Over the years, Fall River Electric has continued to be a reliable source of power for its customers. Increasing concerns about the power grid and its impact on the environment have prompted the use of renewable energy sources, such as solar and wind energy.

A solar panel and wind turbine outside Fall River Electric in Ashton. | Rett Nelson, EastIdahoNews.com

The declining cost of solar technology, along with tax incentives and other factors, has made solar power more popular in recent years. There are currently about 100 Fall River Electric customers who generate electricity using solar panels. If they generate more power than they use, they can send it back to the grid and receive credit.

The amount of credit solar customers receive caused a bit of a stir in the power industry in November when Idaho Power filed a proposal to lower the net metering by 50 percent, which would have decreased the amount of money solar customers with Idaho Power would have received.

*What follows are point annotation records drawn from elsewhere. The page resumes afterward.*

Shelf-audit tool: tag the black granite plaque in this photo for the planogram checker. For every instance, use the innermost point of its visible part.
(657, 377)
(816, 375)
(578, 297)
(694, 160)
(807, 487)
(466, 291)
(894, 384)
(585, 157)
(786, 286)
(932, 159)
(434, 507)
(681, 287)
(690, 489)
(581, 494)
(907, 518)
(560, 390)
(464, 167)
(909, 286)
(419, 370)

RELATED | ‘It’s really scary to us.’ Idaho Power, customers at odds over rooftop solar panels

The Idaho Public Utilities Commission eventually voted against that proposal. Though this would not have affected Fall River Electric, Austin says the idea of generating your own electricity through solar panels or wind turbines is a trend of the future.

“The least expensive way right now is to get power in your home or business the way it’s always been done, but this trend of generating your own power and having the ability to store that power will grow” as technology improves and costs go down, he says.

Fall River Electric recently partnered with local high schools to teach kids about renewable energy and how the industry works.

A solar panel at North Fremont High School in Ashton. | Rett Nelson, EastIdahoNews.com

Small scale solar panels and wind turbines were installed at Teton High School, North Fremont High School and West Yellowstone High School so they can get a first-hand look at how much power it generates.

The organization also works with elementary schools to teach kids about safety around power lines and hosts a food drive every year to help provide food for families in need.

RELATED | Fall River Electric to ‘stuff the truck’ with food for Christmas

“It’s very rewarding to be involved in the communities we serve and be part of an organization (that is owned and operated by its customers),” Austin says.